Portabilidade de crédito sairá do papel?

Por Maria Inês Dolci

Cinco de maio de 2014 poderá entrar para a história das relações de consumo como o dia em que os bancos começaram, realmente, a concorrer entre si, com inequívocos benefícios para seus correntistas.

Nesta data, entrarão em vigor as normas que o Banco Central estabeleceu para ajustar a portabilidade de crédito, criada em 2006, mas que nunca deslanchou de verdade.

Não se consolidou porque os bancos têm travado, até hoje, uma guerra silenciosa de desinformação, a fim de dificultar a migração dos empréstimos.

Uma das principais mudanças estabelecidas pelo BC foi a fixação de um prazo máximo de cinco dias úteis para que a instituição financeira credora faça uma contraproposta ou libere o crédito, a partir da manifestação do interesse do seu cliente por esta transição.

Foram padronizados, também, procedimentos e prazos destas operações.

É essencial, contudo, que o consumidor compare o Custo Efetivo Total (CET), ou seja, todas as taxas e encargos cobrados em seu contrato atual, e as oferecidas por outras instituições. Há casos em que os juros são menores, mas o CET é maior.

A expectativa é que, com o aperfeiçoamento das regras, os correntistas pesquisem e encontrem melhores condições para seus empréstimos. E que negociem condições mais confortáveis para suas dívidas.

Isso só funcionará, contudo, se as pessoas fizerem valer este direito.

A ideia da portabilidade é não deixar o cliente eternamente amarrado a uma dívida, que às vezes foi contraída nas piores condições possíveis, em função de sua urgência. O órgão regulador pretende, com as novas normas, forçar os bancos a cumprir um de seus principais papéis – o de fornecimento de crédito –, algo que era muito difícil na época da hiperinflação.

O registro eletrônico de todas as operações de portabilidade também tende a simplificar o processo e deverá dar mais transparência às negociações entre clientes e bancos. As informações serão obrigatoriamente transmitidas ao BC.

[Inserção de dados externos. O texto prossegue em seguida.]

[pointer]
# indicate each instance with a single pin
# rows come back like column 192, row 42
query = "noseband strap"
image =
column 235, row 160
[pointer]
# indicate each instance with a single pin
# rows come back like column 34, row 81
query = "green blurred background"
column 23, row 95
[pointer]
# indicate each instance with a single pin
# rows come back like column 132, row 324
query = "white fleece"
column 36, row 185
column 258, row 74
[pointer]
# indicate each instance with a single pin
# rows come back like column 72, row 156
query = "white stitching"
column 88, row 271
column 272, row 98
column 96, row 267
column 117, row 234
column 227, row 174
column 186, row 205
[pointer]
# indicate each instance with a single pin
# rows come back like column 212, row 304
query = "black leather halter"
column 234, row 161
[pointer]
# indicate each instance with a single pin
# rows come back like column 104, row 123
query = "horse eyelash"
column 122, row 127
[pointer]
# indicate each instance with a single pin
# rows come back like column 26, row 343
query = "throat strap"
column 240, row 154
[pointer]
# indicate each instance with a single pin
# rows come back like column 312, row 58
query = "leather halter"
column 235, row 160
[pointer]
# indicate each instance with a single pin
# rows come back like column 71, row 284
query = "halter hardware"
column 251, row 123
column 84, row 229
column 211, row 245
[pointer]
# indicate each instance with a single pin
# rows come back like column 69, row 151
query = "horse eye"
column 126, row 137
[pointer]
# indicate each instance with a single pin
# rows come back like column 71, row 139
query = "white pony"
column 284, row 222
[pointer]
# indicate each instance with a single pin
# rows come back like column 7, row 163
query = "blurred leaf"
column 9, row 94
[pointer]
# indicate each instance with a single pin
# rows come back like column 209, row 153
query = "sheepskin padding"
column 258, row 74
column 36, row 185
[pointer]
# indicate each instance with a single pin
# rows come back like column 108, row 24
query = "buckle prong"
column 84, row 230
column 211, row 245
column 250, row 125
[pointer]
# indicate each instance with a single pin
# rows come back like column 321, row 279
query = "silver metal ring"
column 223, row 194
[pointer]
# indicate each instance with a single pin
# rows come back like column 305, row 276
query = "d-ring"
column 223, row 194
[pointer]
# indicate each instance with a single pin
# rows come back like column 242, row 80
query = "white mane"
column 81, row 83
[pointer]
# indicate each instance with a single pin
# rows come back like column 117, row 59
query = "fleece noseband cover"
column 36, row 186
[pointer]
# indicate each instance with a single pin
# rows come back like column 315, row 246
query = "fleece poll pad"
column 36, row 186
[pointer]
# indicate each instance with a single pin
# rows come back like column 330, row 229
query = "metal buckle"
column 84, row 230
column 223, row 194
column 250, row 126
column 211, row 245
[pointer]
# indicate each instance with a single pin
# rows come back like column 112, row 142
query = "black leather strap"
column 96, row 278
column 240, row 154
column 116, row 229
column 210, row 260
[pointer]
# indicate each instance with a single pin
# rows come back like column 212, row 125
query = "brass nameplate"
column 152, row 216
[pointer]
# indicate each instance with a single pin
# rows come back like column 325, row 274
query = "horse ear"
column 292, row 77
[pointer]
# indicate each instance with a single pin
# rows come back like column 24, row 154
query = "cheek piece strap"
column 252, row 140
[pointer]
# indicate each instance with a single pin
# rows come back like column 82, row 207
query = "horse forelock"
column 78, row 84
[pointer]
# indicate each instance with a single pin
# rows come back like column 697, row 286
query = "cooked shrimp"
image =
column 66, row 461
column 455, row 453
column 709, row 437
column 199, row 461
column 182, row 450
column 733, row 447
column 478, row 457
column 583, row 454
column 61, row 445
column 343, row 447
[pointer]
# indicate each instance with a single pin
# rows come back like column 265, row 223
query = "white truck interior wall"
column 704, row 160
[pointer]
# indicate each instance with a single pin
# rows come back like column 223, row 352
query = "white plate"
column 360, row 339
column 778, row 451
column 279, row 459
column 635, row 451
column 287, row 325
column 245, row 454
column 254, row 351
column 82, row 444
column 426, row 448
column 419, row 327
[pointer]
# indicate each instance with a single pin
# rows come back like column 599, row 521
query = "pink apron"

É digno de nota que o principal órgão de regulação financeira do país adote medidas que beneficiem o consumidor – como o CET e a portabilidade –, enquanto outras agências reguladoras só enxergam os interesses das empresas.

Esse tipo de resolução é importante para evitar que os cidadãos sejam esmagados pelo poder dos bancos. Além disso, não se pode esquecer que parte expressiva dos brasileiros está muito endividada. Eles teriam muito a ganhar se melhorassem os perfis dos seus compromissos financeiros.

O fim do superendividamento, contudo, não depende somente do acesso à portabilidade. Se os gastos não forem planejados e contidos, alguém que melhorou o custo de seus empréstimos talvez volte a dever muito no futuro.

Viver dentro de suas posses parece um grande desafio – e, muitas vezes, é –, mas não há outra saída. Ainda mais quando se sabe que muitas pessoas gastam excessivamente em produtos e serviços supérfluos.

Por que financiar um automóvel caro, agora, se for possível guardar dinheiro e investi-lo para adquirir este bem à vista, dentro de alguns meses? Qual a necessidade de fazer uma viagem turística internacional ainda este ano, se houver condições de adiá-la para um momento mais propício, em termos de renda e de poupança?

O consumismo desenfreado é cada vez mais prejudicial em um país caro como o Brasil, devido às cargas tributária e fiscal, ao peso da burocracia e à concentração de mercado em torno de poucas empresas.

Consumo consciente e portabilidade podem ser as chaves para nos libertar das dívidas. Vamos ter de aprender, evidentemente, a negociar e a comparar custos, mas esse é o preço que haveremos de pagar para ter uma situação financeira mais tranquila.

Por isso, torço tanto pelo sucesso da portabilidade em todas as áreas, inclusive na financeira.